Unfolding in a linguistic Tower of Babel and featuring a swirling mixture of mostly European DNA, Cristian Mungiu’s Palme d’Or nomiee “R.M.N.” (Romanian abbreviation for “Magnetic Resonance Imaging”) kicks off with Matthias ( Marin Grigore), the film’s nearly monosyllabic, Romanian (more or less) anti-hero nearly killing a co-worker at a German meat factory with a single blow.

Matthias then returns to the small, multi-ethnic village in Transylvania, where his young son Rudi (Mark Edward Blenyesi) is being turned into a sissy (according to Matthias) by his mother Ana (Macrina Barladeanu). After confronting Ana in his usual threatening manner, toxic Matthias resolves to force the boy to walk to school by himself through nearby woods, even though Rudi has been frightened by something in there.

At the same time, Csilla Szabo (Judith State), Matthias’ attractive and available ex, and Mrs. Denes (Orsolya Moldovan), who run the village bakery, have not been able to find two workers in the village because their wages are too low and locals would prefer to remain on the dole. Csilla and Mrs. Denes decide to hire immigrants from Sri Lanka to keep the bakery running. The immigrants are good workers and send wages home to family. But some of the townspeople object to POC touching their bread, suspect the newcomers of being terrorists, and do not want them sharing lodging with locals.

Just as a slaughterhouse reduces animals to meat and bone or an MRI (that darn resonance imaging, again) shows us what lies beneath the surface, Mungiu’s film reduces its human characters to their ancient tribal essentials. Some villagers do not even want Germans in their midst or Hungarians, even though by now most Romanians are related to one or both. A couple of Frenchmen have arrived in town to count the bears. It’s not long before a local brings up “Charlie Hebdo.” In Germany apparently, anyone from Eastern Europe might be called a “Gypsy.” In Matthias’ village, men and woman still ride on horseback, mingling with the cars and truck on the roads. Matthias kindly agrees to slaughter a friend’s pig. It is a cruel, messy business, but someone has to know how to do it well. Past and future coexist. Matthias’ father “Papa Otto” has dementia. Someone is stealing Papa Otto’s sheep. Matthias, who believes that Rudi was maybe frightened by a bear, reaches for the double-barreled shotgun.

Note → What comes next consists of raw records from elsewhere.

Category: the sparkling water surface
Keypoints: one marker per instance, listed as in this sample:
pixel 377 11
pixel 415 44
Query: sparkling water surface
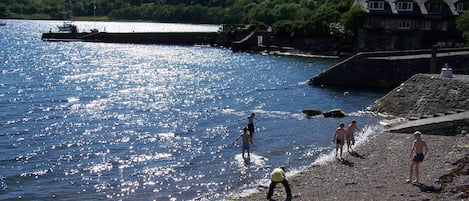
pixel 99 121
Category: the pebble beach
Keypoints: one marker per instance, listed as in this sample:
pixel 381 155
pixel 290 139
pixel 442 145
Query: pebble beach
pixel 379 167
pixel 377 170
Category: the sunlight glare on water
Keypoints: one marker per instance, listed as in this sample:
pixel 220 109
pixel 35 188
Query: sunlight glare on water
pixel 97 121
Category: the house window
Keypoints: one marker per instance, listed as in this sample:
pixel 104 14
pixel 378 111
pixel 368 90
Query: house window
pixel 384 24
pixel 427 25
pixel 434 7
pixel 442 26
pixel 404 24
pixel 367 23
pixel 405 6
pixel 462 7
pixel 375 5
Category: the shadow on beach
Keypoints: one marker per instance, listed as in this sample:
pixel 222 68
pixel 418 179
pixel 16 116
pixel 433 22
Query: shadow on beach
pixel 287 199
pixel 428 189
pixel 357 155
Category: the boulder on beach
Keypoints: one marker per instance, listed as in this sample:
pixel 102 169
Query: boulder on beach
pixel 335 113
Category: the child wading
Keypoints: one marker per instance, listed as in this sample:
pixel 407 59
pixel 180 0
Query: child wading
pixel 420 148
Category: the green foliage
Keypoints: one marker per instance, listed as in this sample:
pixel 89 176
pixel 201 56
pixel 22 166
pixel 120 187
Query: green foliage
pixel 288 18
pixel 462 24
pixel 323 17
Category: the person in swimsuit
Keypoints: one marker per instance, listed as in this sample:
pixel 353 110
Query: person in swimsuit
pixel 250 119
pixel 339 137
pixel 246 140
pixel 278 176
pixel 350 138
pixel 420 148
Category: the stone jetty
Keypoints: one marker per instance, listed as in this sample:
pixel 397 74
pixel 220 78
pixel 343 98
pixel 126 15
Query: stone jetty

At a town hall meeting, a tour-de-force of acting by a large group of people, all the forces in the city converge to express their beliefs, however toxic. Matthias zooms around the snow-covered village on a motorcycle. Men dress in bear costumes for a hockey game. Rivals fight one another with sticks. Crucifixes line the roadsides. A ridiculously small local church is for “construction workers” only. When the Sri Lankans try to get in (one is a Catholic), a local man pushes them out. A local priest supports racist congregation members at the same time. Has this guy even read the New Testament? With remarkably stable, mobile cameras, Mungiu (“4 Months, 3 Weeks and 2 Days,” “Graduation”) lays bare some of the racial and tribal specters haunting modern-day Romania and by association all of Europe.